Becoming an Activist
I was not sure what I was expecting when I joined this course, all that I knew was that I did not consider myself an activist because I had very rarely gone to protest and I always felt like activism did not have a place for the quiet activism that I tried to do on social media. What I did before this class was post issues that were important to me on social media and hoped that this was enough to inform and teach people about this issue. After taking this class I have learned that there is a bigger definition of activism that I never considered before.
Some of the important topics that I was able to take away from this course was the idea that activism is not always the big loud acts, they are also the small quiet acts. Something else that I will be taking with me from this class is what I learned from the arts unit. I have found myself looking more into and wanting to learn more about disability in art. From my own research I was able to pull out some more ideas that I will like to share here.

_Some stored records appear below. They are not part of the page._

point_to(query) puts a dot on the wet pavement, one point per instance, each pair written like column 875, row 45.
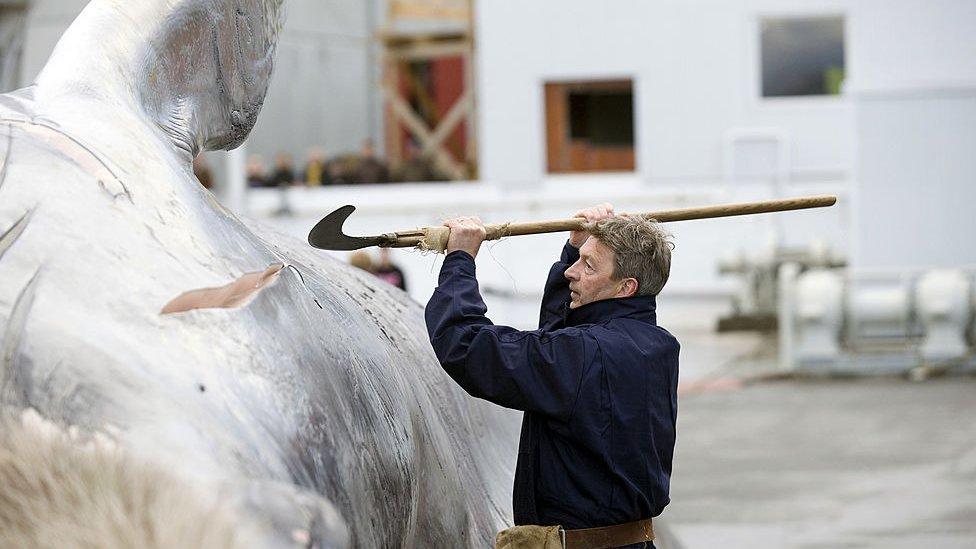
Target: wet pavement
column 828, row 463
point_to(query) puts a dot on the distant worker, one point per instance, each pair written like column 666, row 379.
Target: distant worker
column 597, row 381
column 388, row 271
column 371, row 169
column 256, row 173
column 284, row 174
column 316, row 173
column 417, row 167
column 283, row 178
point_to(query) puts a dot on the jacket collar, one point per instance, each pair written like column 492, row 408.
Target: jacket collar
column 639, row 308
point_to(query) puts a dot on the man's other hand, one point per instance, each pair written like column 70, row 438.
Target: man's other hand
column 467, row 234
column 591, row 215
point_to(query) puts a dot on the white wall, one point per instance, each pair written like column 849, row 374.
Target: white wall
column 915, row 93
column 695, row 69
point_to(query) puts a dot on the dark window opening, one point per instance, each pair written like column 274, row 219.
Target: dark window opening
column 802, row 56
column 590, row 126
column 602, row 118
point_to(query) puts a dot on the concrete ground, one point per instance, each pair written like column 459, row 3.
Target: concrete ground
column 846, row 463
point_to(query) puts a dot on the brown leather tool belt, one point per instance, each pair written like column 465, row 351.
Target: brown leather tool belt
column 610, row 536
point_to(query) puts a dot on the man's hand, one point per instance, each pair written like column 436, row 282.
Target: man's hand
column 467, row 234
column 591, row 215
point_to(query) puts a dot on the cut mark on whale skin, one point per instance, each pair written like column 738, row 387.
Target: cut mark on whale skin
column 13, row 233
column 6, row 155
column 15, row 384
column 234, row 295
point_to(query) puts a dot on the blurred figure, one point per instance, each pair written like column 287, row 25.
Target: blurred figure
column 417, row 167
column 316, row 172
column 283, row 178
column 361, row 260
column 256, row 174
column 201, row 169
column 370, row 168
column 284, row 175
column 388, row 271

One article that started my journey of learning about the disability and arts movements is an article by Canadianart, where the author interviewed Eliza Chandler. Chandler helped to create the Tangled Art Gallery in Toronto which is one of the first fully accessible galleries that displays disabled artist work (Sandals, 2016, para. 5-7). Two of the key points I will like to share from this article is the idea that there needs to be more opportunities for financial assistance for disabled artists, and that everyone has something to learn from the disabled art world (Sandals, 2016, para. 19-52). The idea that there needs to be more available funding to disabled artist is an interesting one, as stated in the article many disabled artist are not able to take art classes because of financial restrictions, to make a more accessible artworld, there needs to be more financially accessible classes available (Sandal, 2016, para. 19-25). I also really like the idea that everyone can learn something from the disabled arts community, even though the author did not go in-depth too much about this, they did list a variety of exhibitions that a person can attend if they are interested in learning more about this topic (Sandal, 2016, para. 52-56). It is true that there is so much for people to learn from the disability arts movement, by having a disability arts movement disabled voices are being brought to the forefront so that their experiences are being shared. This was the first step in my journey to becoming an activist.

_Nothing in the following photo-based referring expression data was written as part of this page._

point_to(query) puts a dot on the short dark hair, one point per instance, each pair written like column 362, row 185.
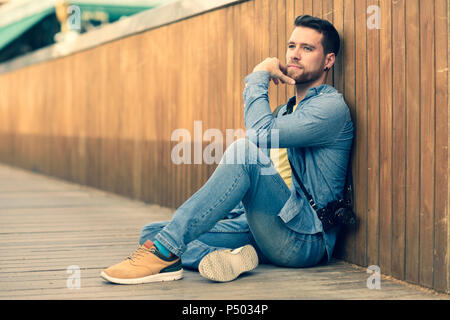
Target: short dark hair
column 330, row 40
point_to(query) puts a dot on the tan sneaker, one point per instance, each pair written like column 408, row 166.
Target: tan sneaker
column 145, row 265
column 226, row 264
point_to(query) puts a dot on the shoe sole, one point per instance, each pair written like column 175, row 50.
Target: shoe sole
column 166, row 276
column 224, row 266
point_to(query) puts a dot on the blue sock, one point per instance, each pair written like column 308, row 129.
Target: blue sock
column 162, row 249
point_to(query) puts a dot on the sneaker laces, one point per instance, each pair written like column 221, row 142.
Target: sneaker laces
column 140, row 252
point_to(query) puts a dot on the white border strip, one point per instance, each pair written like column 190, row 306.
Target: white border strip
column 146, row 20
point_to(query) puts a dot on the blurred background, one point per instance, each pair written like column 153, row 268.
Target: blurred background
column 27, row 25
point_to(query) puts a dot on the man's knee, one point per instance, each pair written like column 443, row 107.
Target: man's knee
column 241, row 151
column 149, row 231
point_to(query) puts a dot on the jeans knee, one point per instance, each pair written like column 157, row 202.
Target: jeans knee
column 149, row 231
column 241, row 151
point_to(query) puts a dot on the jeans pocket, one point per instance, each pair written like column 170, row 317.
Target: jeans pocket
column 305, row 250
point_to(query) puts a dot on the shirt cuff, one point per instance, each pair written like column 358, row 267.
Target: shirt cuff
column 257, row 77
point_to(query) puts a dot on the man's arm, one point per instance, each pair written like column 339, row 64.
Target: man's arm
column 314, row 125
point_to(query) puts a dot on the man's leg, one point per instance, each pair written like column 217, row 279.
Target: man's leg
column 226, row 234
column 244, row 173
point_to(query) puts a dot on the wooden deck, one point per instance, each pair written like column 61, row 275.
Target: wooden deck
column 47, row 225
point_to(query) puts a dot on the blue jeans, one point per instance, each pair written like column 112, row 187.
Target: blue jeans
column 198, row 226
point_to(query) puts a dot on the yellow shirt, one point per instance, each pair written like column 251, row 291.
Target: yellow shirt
column 281, row 163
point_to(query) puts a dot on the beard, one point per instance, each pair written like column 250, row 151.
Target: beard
column 301, row 76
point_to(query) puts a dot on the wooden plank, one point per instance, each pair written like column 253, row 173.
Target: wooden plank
column 298, row 8
column 281, row 46
column 273, row 49
column 427, row 144
column 338, row 21
column 440, row 264
column 349, row 94
column 373, row 143
column 338, row 80
column 386, row 138
column 289, row 27
column 412, row 141
column 398, row 139
column 361, row 138
column 308, row 6
column 327, row 12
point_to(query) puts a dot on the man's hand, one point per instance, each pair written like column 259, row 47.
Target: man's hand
column 276, row 70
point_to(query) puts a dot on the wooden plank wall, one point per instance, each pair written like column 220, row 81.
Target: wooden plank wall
column 104, row 117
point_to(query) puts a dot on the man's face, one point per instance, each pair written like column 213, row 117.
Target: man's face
column 305, row 58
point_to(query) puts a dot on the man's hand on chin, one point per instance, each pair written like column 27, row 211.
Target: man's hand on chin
column 276, row 70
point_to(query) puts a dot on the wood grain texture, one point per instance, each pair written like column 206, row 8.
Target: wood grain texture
column 104, row 117
column 47, row 225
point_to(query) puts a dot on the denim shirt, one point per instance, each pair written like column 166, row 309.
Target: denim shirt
column 318, row 136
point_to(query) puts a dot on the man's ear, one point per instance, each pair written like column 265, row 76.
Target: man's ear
column 329, row 61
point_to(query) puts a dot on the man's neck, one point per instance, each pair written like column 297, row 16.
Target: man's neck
column 302, row 88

I have discussed this before in reflections about how an important part of becoming an activist is sitting back and listening and learning about what the community is saying. I will like to add another aspect to this, I think that becoming an activist also involves knowing when to join the movement. As a disabled woman, I have had to fight a lot of internalized ableism that I carried with me. I was also never totally comfortable with joining movements, I did not feel like I had a place within protest. I also found that I was making myself smaller in the world, I did not dare to ask for accommodations in schools or at work because of the fear of what people would say to me. I think that for me to become more of an activist I need to continue to become more comfortable with my position in life and then when I am able to do this, I will be ready to fully join the movement.
After this class, I can say that I have definitely learned that my new idea of activism is to be always learning about the movements that you are part of and to become more comfortable speaking out for what you support. To continue my development of becoming an activist I will continue to learn about new topics, continue to research movements, and continue to support the activist community.